The only other thing that helped was to solve the problem of having a lot of divergence by, rather than using a dynamic scheduling, use interleaved static scheduling. This is because the overhead of using a truely dynamic scheduling was simply too high, and while there is expected to be a lot of divergence, there is not ALWAYS divergence, and in the cases that it isn't, the cost is too high. Other things, like basing the static scheduling on the size of the cache line, also helped to some degree, especially when the number of threads was small.
The result of all of these optimizations were not just for the speedup, but even compared to the original algorithm, the new implementation became almost 3x as fast, but because it's less work-efficient, in some tests (well only 1 really, the one that cannot be minimized), it became worse.
I did not start from an existing code-base. Pseudocode for the original algorithm is available on Wikipedia.
Speedup is the measure of performance I was using while optimizing my algorithm.

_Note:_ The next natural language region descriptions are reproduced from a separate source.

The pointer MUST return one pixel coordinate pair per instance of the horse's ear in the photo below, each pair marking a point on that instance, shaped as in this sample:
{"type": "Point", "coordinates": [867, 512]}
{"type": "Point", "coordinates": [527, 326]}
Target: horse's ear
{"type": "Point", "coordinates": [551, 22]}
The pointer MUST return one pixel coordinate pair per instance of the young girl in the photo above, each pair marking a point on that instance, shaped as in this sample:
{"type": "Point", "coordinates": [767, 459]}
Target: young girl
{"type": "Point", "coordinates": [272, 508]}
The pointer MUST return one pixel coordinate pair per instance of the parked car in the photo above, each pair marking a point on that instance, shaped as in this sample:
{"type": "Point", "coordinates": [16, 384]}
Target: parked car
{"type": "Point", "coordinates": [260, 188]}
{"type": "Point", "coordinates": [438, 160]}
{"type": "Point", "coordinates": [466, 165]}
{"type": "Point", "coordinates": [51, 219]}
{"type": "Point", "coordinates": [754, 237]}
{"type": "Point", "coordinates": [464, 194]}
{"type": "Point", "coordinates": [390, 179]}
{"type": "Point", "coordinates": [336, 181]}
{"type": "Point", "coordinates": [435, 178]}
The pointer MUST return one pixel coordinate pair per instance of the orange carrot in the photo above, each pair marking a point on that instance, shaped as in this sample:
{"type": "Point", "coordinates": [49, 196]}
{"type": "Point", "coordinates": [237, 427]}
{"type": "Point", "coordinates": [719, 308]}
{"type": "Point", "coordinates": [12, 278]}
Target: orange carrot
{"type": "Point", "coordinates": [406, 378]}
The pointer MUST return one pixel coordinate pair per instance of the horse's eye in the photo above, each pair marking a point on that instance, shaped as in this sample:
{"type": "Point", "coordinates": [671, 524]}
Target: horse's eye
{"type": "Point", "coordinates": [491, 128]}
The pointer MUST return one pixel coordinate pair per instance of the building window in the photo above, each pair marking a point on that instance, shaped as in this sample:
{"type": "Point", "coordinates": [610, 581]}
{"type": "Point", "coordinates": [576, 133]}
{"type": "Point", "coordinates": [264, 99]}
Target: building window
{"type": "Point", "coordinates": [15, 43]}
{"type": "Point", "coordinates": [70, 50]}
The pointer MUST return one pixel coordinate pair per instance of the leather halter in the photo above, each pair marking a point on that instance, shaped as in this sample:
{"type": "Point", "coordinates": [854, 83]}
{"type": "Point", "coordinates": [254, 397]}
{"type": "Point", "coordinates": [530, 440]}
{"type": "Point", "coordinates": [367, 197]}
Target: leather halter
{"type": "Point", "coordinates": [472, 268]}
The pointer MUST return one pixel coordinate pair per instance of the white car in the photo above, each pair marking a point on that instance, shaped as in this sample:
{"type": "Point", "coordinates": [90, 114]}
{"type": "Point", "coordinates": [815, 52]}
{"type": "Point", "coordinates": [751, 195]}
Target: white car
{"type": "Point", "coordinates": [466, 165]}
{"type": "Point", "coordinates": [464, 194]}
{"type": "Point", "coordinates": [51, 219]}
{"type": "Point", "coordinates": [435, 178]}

The experimental setup included a set of pre-determined DFA topologies that is fairly easy to speedup, some pseudo-randomly generated DFAs, and two powerset automata. The pre-determined set and the powerset automata were used for both testing and benchmarking, while the randomly generated ones, of course, were used only for benchmarking. The size of the inputs for benchmarking were as large as possible without taking forever to complete the benchmarks. The baseline comparison is the same implementation with the number of threads set to 1.
The number of nodes is not the only thing that changes between inputs, but also the topology, so it is hard to quantify the results solely based on the problem size. However, it is certainly the case that, the speedup increases greatly depending on the size of the input, given that it can complete that problem in a short amount of time.
As I have already mentioned in the approach, the biggest problems were bandwidth, divergence, and while the existence of dependencies is also a limit to the speedup, it is not a limit that can be overcome with this algorithm, no matter the implementation. I can't provide exact evidence for each of these separately, but checkingout older revisions of the git repo (or alternatively, looking at the difference in results table shown below), both offer evidence that the fixes made really did improve the speedup. There is evidence for bandwidth: If you modify CACHELINE to something larger, the program becomes slower, as a result of loading lines from DRAM from vastly different locations, meaning that it's very likely that the problem is bandwidth-bound. And since the fixes involved reducing dependencies and reducing bandwidth, surely these are both major problems that limited the speedup of the program.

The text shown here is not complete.